Production Hotfix Release¶

3AM Quick Guide¶

Use this when production needs one urgent fix and the current release branch may contain unreleased staging changes.
Record the currently deployed production SHA from the target repository's Operate -> Environments page.
Restore release back to what production is already running, commit that reset, and push it. This replaces the files in your local release checkout with the files from the production commit so your next commit makes release match production again.

git restore --source="${PRODUCTION_SHA1}" --staged --worktree .
git commit --allow-empty --message "fix: restore release to last production state"
git push origin release
git fetch origin release
git diff "${PRODUCTION_SHA1}"..origin/release
# output should be empty

After that clean baseline is on origin/release, cherry-pick the approved hotfix into release using the GitLab UI.
The release pipeline is manually activated, so it is safe to push, revert, and cherry-pick on release until you are ready to start the release.
Open the orchestration pipeline and run only release <service name>: https://gitlab.com/evenergi/develop/-/pipelines/new
Run the downstream manual production deployment pipeline as well. Both gates are manual by design for safety and control.
Do not run cut-off. That can repopulate release with unrelated unreleased changes.
Watch the production deploy settle, run the focused smoke checks, and update the GitLab incident record.

Purpose And When To Use It¶

This runbook explains how to rebuild the release branch from the last known production deployment, push that clean baseline, cherry-pick a merged hotfix onto it, and trigger a production release for the affected service.

Use this workflow when production needs an urgent fix and the current release branch may already contain unreleased staging changes that must not be promoted with the hotfix.

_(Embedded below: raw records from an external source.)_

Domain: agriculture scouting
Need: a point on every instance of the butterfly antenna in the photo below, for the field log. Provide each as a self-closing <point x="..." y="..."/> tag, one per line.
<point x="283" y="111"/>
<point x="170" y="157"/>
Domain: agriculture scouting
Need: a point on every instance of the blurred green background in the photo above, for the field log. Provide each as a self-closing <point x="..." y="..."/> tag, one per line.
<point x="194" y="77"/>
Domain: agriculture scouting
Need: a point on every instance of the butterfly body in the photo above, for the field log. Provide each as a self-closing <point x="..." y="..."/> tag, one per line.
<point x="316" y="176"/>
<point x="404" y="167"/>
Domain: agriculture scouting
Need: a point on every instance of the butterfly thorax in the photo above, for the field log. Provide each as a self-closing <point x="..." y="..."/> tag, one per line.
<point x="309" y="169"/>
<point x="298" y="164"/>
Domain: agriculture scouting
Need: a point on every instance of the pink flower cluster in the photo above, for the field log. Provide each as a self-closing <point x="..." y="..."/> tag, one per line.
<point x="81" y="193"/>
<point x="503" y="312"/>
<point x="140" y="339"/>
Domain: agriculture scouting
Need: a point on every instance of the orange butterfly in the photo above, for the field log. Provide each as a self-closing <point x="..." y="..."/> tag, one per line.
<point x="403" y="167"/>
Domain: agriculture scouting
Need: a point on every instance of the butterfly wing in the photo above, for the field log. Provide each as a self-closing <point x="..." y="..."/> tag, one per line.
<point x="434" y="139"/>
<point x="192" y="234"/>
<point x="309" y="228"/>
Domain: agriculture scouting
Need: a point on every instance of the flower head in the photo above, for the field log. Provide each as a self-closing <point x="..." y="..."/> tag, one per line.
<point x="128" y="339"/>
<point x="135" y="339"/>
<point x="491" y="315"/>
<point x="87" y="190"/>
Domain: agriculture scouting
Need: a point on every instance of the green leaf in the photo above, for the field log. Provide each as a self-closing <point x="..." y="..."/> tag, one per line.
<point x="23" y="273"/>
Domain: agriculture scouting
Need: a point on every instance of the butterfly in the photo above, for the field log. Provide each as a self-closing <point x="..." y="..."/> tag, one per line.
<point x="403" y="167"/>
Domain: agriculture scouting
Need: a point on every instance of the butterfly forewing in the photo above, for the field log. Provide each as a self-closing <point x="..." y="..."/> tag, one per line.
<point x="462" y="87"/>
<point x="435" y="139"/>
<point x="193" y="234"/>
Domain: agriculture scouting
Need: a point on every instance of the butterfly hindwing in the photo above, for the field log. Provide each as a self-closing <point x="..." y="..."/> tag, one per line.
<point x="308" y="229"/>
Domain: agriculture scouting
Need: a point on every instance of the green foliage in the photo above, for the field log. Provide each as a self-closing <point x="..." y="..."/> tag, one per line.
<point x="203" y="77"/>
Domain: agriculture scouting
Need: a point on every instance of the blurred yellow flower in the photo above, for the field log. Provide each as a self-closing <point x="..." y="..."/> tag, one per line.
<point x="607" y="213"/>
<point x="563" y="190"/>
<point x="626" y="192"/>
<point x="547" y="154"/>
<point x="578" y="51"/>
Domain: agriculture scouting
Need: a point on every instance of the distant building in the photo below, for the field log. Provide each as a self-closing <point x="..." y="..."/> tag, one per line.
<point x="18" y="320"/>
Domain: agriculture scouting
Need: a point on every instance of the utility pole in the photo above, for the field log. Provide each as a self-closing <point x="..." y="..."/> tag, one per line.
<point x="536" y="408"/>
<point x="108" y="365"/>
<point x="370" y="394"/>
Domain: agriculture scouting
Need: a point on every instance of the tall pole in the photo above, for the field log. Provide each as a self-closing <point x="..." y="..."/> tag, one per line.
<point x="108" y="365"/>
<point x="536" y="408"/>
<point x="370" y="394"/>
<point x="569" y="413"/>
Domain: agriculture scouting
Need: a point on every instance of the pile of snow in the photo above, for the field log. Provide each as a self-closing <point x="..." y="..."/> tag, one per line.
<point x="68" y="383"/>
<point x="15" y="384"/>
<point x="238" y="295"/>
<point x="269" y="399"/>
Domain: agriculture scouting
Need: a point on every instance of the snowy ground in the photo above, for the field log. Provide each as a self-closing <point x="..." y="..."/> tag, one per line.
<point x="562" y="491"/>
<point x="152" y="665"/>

Do not use this workflow for the normal weekly release, for routine staging promotion, or when the issue can wait for the standard release cadence.

Prerequisites And Permissions¶

Before using this workflow:

the hotfix merge request must already be merged and approved for production
you must be able to identify the last known-good production deployment commit
you must have permission to push to the release branch
you must have permission to create and run the production release pipeline and the downstream manual production deployment pipeline
you must have access to the target service's production environment page, logs, and health checks
you must have permission to create or update the GitLab incident record
you must know the smoke checks or focused validations required after the production deploy

In the current BetterFleet setup, operators typically inspect the deployed production SHA from the target repository's Operate -> Environments page, and they trigger the shared orchestration pipeline from:

https://gitlab.com/evenergi/develop/-/pipelines/new

The service-specific manual job usually follows the pattern release <service name>, for example 01 release vemo-core.

Normal Procedure¶

Capture the last known-good production SHA. Open the target repository's production environment and record the commit currently deployed to production.
Restore, commit, and push release from that production SHA. Use a clean local checkout to replace the files on release with the files from the recorded production commit, then create and push a new commit that represents the rollback to the last production state. The git restore command below does not change which commit release points to yet. It simply swaps the checked-out files to match PRODUCTION_SHA1 so the next commit recreates that last known-good production state on release.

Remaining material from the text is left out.